J. Hétzel (1 et 2p. 298-302).
Troisième époque — Walter Hartright


I


Ma première impulsion, après avoir lu l’étrange relation de mistress Catherick, fut d’anéantir un pareil document. La dépravation endurcie, éhontée, qui s’y révélait d’un bout à l’autre, — l’atroce perversité d’esprit avec laquelle on m’associait obstinément à un malheur dont je ne pouvais répondre sous aucun rapport, et à une mort que j’avais tenté d’empêcher au risque de ma vie, — m’inspirèrent un si profond dégoût que j’étais sur le point de déchirer la lettre en mille morceaux, lorsqu’une considération s’offrit à moi, qui me conseillait d’attendre un peu avant de détruire un aveu de cette importance.

Cette considération était complètement étrangère à sir Percival. Les renseignements qu’on m’avait communiqués confirmaient purement et simplement, par rapport à lui, les conclusions auxquelles j’étais déjà arrivé par moi-même.

Il avait commis son crime précisément comme je l’avais supposé, et en ne faisant aucune allusion au registre duplicata de Knowlesbury. Mistress Catherick corroborait ma conviction intérieure que l’existence de ce registre, et le danger qu’elle impliquait, avaient dû nécessairement rester inconnus à sir Percival. C’en était fait, pour moi, de tout intérêt dans la question du faux en écriture publique ; et mon objet unique, en conservant la lettre, était de la faire servir plus tard à éclaircir le dernier mystère qui semblait se jouer de ma pénétration, — celui qui enveloppait encore l’apparentage d’Anne Catherick du côté paternel. Il y avait dans la relation de sa mère une ou deux phrases auxquelles il pourrait être utile de recourir, quand les recherches d’une importance plus immédiate me laisseraient le loisir de courir après les preuves qui me manquaient encore. Je ne désespérais nullement de les trouver, et mon désir à cet égard n’avait rien perdu de son ardeur, car je me sentais toujours aussi intéressé à connaître le père de l’infortunée créature qui reposait maintenant dans le tombeau de mistress Fairlie.

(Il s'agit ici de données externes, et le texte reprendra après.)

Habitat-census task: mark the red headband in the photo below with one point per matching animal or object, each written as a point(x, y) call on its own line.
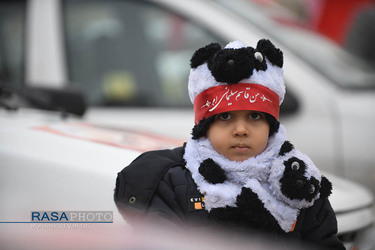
point(240, 96)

Je recachetai, en conséquence, la lettre de mistress Catherick, et soigneusement la mis de côté dans mon portefeuille, pour l’y retrouver au besoin quand le temps serait venu.

Le jour suivant était le dernier que je dusse passer dans le Hampshire. Une fois que j’aurais comparu de nouveau devant le magistrat de Knowlesbury et assisté à la seconde séance de l’enquête ajournée, je recouvrerais la liberté de retourner à Londres par le train de l’après-midi ou celui du soir.

Ma première course du matin fut, comme à l’ordinaire, ma visite quotidienne au bureau de poste, mais il me sembla, lorsque la lettre me fut remise, qu’elle n’avait pas son poids habituel. Je déchirai l’enveloppe avec inquiétude, et ne trouvai à l’intérieur qu’une petite bande de papier, pliée en deux. Les quelques lignes, raturées, écrites à la hâte, qu’on y avait tracées, renfermaient seulement ces mots :

« Revenez aussitôt que vous pourrez. J’ai été contrainte à changer de domicile. Nous vous attendons au no 5 de Gower’s Walk, Fulham. Je serai aux aguets pour vous voir arriver. N’ayez point d’inquiétude sur notre compte. Nous sommes toutes deux saines et sauves. Revenez pourtant !

» MARIAN. »

Les nouvelles qui m’étaient ainsi annoncées, — nouvelles que je rattachai immédiatement à quelque tentative de trahison de la part du comte Fosco, — me bouleversèrent complètement. Le papier froissé dans ma main, je demeurais sur place, presque hors d’haleine. Qu’était-il donc arrivé ? quelle subtile méchanceté le comte avait-il combinée, exécutée en mon absence ? Une nuit s’était écoulée depuis que le billet de Marian avait été tracé ; — plusieurs heures devaient s’écouler encore avant que je pusse me retrouver auprès d’elle ; — quelque nouveau désastre avait déjà pu se produire, dans l’ignorance duquel je restais plongé. Pourtant, il fallait demeurer ici, séparé par bien des lieues de ces chères créatures, — retenu, doublement retenu par les exigences de la légalité !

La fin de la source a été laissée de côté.